Here marks the first poetic approach to re-visioning and recreating Caribbean mythology on an epic scale, which remains dominated by Kamau Brathwaite’s Arrivants and Derek Walcott’s Another Life.
The different movements of Here vary in style and tone (from blank verse, to terza rima, to heroic couplets), but are unified by the voice of the single narrator, which changes over time. Here is prefaced by a passage from the Ramayana and the poem begins on the plains of Caroni, where the narrator traces his beginnings.
From this start, the poem moves to an overnight bus journey through Europe, a sojourn in Toronto, and an account of a broken marriage, addressed to the narrator’s daughter.
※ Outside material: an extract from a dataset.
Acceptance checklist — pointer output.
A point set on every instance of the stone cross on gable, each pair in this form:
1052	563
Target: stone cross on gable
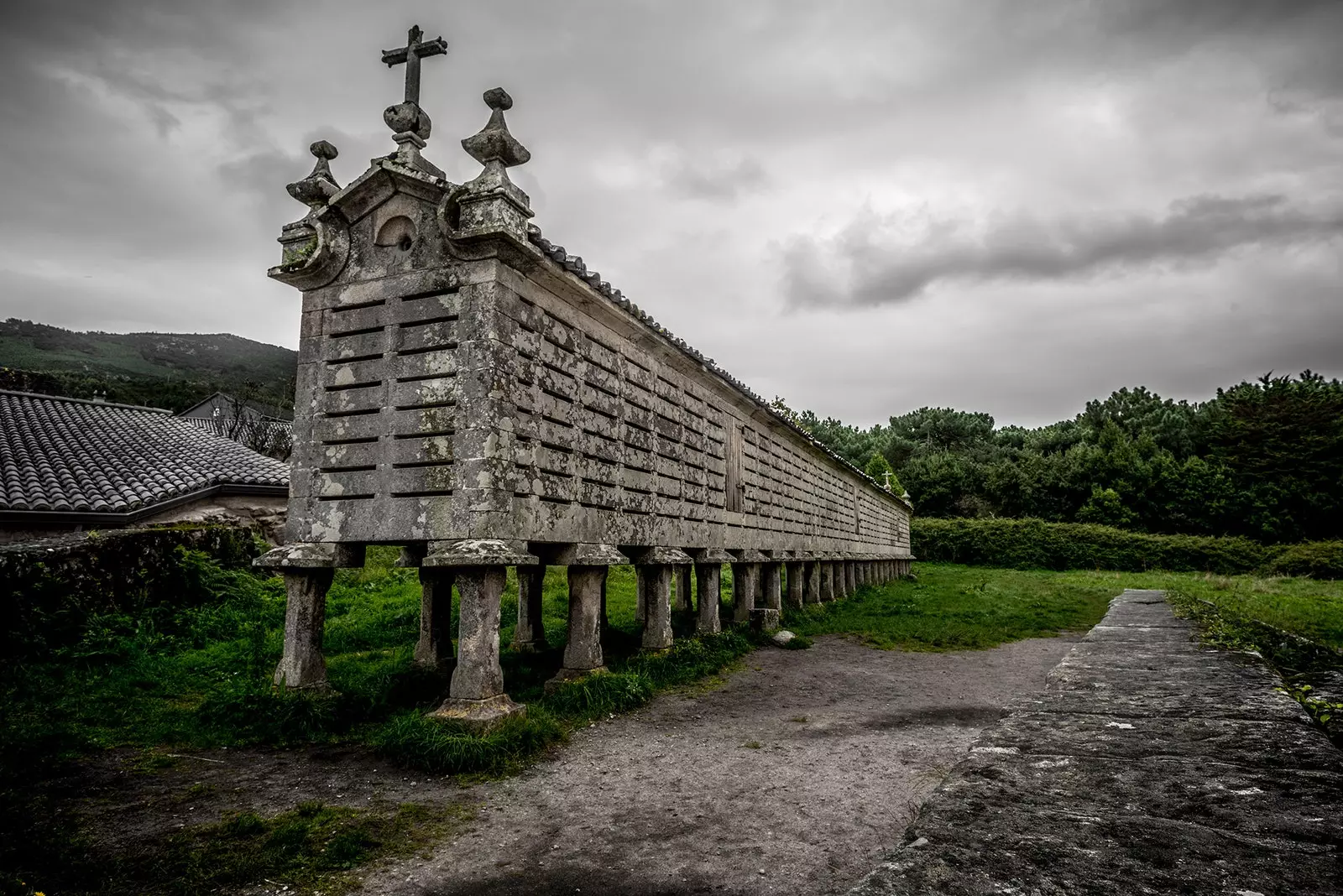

The series of poems ends with ‘The Last Avatar’, a mini-epic which re-casts the Caribbean as a Hindu eschatological myth, and places its heroes as the holy trinity, of Brahma, Shiva and Vishnu in Caribbean terms.
"The intelligence and formal skill of Raymond Ramcharitar embodies what Wallace Stevens meant when he said that the poetry we value most proclaims/ The near, the clear while also giving back to us the the imagination that we spurned and crave." TOM SLEIGH
Raymond Ramcharitar was born in Trinidad. He worked as a journalist and is the author of a controversial and provocative study of the deficiencies of the Trinidadian press, Breaking the News: Media & Culture in Trinidad.